4 Committee discussion
The appraisal committee reviewed the data available on the clinical and cost effectiveness of secukinumab, having considered evidence on the nature of ankylosing spondylitis (AS) and the value placed on the benefits of secukinumab by people with the condition, those who represent them, and clinical experts. It also took into account the effective use of NHS resources.
Clinical effectiveness
4.1 The committee discussed the clinical-effectiveness evidence presented by the company, its critique by the evidence review group (ERG) and evidence submitted by patient and professional groups. The clinical-effectiveness evidence for secukinumab is in the company's submission (pages 42–155) and in the ERG report (pages 33–87).

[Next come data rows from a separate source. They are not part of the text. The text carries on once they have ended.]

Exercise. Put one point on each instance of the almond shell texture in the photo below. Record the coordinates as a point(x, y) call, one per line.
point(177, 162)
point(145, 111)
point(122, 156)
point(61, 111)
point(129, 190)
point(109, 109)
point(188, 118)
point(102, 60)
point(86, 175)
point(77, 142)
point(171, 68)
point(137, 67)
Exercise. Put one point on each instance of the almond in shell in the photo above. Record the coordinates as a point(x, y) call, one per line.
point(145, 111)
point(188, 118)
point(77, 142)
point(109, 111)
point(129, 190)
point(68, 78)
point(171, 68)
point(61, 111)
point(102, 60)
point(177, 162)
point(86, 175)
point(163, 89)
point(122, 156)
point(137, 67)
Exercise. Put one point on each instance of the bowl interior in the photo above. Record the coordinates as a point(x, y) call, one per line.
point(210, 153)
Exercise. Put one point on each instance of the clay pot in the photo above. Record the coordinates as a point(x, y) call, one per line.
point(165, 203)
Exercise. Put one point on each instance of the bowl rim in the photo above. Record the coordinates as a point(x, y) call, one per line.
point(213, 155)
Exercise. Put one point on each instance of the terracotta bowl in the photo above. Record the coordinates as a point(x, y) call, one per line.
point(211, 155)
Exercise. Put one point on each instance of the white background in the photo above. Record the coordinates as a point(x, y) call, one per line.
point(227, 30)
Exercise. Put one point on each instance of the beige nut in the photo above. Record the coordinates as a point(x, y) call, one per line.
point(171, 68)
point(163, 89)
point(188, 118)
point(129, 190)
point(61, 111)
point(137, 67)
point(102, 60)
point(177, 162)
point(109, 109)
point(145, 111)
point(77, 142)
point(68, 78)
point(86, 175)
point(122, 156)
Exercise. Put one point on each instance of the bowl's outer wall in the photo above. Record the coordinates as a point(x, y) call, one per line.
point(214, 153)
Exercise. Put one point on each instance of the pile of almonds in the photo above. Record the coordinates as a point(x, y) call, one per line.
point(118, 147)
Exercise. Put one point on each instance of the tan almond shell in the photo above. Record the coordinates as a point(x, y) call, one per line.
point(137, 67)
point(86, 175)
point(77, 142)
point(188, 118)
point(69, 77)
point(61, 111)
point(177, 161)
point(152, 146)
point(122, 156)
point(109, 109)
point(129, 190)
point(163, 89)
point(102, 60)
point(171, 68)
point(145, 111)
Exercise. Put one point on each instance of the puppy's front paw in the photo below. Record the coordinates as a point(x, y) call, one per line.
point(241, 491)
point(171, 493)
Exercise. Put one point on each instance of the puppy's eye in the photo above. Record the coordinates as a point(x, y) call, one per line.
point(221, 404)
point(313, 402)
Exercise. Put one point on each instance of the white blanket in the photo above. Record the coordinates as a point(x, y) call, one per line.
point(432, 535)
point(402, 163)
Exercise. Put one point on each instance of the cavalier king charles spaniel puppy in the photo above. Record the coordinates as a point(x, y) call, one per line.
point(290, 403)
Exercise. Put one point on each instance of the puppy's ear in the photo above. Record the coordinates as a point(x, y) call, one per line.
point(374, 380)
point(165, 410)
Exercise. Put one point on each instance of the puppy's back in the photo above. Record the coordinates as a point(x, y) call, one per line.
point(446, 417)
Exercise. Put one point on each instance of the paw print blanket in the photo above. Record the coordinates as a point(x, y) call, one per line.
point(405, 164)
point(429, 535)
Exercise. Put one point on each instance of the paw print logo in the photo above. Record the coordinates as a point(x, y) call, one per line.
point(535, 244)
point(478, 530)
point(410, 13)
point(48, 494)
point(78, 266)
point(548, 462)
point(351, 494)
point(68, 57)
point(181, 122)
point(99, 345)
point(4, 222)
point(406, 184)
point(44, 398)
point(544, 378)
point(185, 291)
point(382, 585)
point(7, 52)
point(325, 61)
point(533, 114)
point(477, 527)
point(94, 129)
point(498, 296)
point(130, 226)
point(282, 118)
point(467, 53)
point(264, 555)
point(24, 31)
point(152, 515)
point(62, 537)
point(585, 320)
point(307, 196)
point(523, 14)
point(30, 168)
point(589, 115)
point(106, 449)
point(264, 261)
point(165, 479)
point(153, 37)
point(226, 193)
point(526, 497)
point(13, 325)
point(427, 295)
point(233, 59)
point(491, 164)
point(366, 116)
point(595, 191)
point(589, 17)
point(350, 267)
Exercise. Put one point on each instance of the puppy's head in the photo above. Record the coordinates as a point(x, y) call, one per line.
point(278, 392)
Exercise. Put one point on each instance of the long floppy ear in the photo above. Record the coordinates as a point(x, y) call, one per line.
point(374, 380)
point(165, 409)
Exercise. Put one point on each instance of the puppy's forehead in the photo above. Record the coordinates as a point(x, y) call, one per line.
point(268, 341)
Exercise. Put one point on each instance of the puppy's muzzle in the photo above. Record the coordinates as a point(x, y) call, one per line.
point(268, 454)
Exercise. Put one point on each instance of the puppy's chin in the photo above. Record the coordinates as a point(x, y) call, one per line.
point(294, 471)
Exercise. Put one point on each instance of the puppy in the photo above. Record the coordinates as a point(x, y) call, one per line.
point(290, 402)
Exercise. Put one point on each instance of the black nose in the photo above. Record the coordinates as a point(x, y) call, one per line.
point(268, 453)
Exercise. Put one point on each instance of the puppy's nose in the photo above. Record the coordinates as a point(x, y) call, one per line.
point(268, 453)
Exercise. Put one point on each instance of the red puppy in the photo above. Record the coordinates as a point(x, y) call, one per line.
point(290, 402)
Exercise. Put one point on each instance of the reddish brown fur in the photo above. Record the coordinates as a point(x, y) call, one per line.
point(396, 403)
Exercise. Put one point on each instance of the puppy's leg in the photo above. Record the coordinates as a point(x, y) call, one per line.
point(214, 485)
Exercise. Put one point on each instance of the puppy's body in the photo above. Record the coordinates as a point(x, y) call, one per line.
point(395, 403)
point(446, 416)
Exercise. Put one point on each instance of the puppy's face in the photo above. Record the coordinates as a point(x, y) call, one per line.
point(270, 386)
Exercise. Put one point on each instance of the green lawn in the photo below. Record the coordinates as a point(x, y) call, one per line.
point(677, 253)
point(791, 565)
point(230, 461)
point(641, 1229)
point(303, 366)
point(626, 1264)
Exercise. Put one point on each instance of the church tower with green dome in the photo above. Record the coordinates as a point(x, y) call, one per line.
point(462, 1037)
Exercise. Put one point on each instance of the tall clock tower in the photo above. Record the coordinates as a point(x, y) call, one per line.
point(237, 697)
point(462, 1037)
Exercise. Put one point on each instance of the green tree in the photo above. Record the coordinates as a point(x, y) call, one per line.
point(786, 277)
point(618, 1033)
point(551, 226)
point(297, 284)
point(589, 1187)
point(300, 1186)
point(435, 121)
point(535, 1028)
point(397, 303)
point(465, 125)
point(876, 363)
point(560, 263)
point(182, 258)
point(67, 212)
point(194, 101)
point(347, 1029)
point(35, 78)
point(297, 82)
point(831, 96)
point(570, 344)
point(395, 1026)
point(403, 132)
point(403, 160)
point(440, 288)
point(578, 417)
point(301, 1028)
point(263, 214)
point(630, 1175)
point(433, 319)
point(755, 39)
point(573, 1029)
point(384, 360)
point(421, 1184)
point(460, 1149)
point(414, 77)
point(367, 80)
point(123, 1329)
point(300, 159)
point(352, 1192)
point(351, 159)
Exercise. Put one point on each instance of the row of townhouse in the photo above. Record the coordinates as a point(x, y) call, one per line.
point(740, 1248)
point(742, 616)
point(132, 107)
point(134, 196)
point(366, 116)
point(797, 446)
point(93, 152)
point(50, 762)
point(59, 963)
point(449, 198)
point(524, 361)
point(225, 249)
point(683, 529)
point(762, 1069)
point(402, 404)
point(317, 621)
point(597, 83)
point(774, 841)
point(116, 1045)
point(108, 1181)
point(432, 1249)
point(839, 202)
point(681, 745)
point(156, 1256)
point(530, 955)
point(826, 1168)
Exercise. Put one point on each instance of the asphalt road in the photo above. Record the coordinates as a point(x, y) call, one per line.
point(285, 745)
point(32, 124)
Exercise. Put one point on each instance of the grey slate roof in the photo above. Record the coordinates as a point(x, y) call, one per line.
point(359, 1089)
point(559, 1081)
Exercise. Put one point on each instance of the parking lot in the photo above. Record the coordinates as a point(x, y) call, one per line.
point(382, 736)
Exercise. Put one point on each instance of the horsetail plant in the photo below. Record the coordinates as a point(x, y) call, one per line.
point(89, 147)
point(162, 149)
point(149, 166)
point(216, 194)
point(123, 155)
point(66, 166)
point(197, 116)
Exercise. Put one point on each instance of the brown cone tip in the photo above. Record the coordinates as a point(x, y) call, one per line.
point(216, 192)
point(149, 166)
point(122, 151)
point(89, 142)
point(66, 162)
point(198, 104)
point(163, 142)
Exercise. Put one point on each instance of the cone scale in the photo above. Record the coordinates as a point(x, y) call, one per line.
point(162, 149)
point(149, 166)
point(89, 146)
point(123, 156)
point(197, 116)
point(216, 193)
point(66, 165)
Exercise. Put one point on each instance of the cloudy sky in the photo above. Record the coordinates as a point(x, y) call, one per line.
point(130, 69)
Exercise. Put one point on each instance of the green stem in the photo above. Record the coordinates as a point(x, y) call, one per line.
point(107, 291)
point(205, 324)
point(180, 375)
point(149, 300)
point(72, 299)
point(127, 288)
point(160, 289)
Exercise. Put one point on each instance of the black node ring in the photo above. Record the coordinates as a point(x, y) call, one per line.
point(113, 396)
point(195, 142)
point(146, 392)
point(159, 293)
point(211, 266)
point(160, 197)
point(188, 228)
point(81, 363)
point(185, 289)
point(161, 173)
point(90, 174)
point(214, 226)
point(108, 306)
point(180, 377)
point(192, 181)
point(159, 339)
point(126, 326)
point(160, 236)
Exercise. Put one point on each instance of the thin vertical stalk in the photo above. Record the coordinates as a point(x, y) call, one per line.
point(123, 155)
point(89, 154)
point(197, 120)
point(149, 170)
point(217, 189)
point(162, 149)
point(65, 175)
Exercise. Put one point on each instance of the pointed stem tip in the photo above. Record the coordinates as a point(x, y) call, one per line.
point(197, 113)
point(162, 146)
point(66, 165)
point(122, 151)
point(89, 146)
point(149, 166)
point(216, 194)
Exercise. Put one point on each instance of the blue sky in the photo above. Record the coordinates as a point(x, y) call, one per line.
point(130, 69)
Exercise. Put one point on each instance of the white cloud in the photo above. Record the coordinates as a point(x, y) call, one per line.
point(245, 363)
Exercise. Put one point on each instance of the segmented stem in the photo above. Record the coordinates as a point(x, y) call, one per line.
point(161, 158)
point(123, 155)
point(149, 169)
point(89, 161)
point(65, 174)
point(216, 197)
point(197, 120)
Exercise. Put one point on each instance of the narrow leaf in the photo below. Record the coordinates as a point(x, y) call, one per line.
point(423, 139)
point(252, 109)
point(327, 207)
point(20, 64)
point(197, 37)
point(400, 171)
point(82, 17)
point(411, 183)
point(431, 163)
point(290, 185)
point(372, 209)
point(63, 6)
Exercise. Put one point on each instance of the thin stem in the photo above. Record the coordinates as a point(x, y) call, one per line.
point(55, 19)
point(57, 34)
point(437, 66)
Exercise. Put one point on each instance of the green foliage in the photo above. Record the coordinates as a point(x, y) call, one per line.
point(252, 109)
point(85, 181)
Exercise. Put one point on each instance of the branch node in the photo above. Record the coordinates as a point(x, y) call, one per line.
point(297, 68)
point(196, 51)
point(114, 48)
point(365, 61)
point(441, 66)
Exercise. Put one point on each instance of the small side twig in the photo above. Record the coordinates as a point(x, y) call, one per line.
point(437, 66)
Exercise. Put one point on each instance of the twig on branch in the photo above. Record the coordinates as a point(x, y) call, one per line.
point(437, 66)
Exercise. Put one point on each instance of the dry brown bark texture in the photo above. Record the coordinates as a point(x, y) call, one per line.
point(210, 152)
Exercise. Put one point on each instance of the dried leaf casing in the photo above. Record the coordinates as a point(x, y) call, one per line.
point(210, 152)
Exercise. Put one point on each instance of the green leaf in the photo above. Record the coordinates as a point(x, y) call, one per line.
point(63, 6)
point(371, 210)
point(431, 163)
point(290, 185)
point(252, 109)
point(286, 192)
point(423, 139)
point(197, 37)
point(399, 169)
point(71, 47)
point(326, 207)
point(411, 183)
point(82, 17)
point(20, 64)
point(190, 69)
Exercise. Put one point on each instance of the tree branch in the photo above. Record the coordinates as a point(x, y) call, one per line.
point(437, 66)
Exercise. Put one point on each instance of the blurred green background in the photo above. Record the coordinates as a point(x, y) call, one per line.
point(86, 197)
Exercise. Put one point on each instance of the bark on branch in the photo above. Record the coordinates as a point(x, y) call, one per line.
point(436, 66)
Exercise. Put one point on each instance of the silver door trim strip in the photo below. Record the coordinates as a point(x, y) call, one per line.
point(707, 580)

Current clinical management of active ankylosing spondylitis
4.2 The clinical experts stated that the response criteria used in NICE's technology appraisal on TNF‑alpha inhibitors for AS – that is, a reduction in the BASDAI score to 50% of the pre-treatment value or by 2 or more units, and a reduction in the spinal pain visual analogue scale (VAS) by 2 cm or more – are used in clinical practice and are relevant to the appraisal of secukinumab in active AS.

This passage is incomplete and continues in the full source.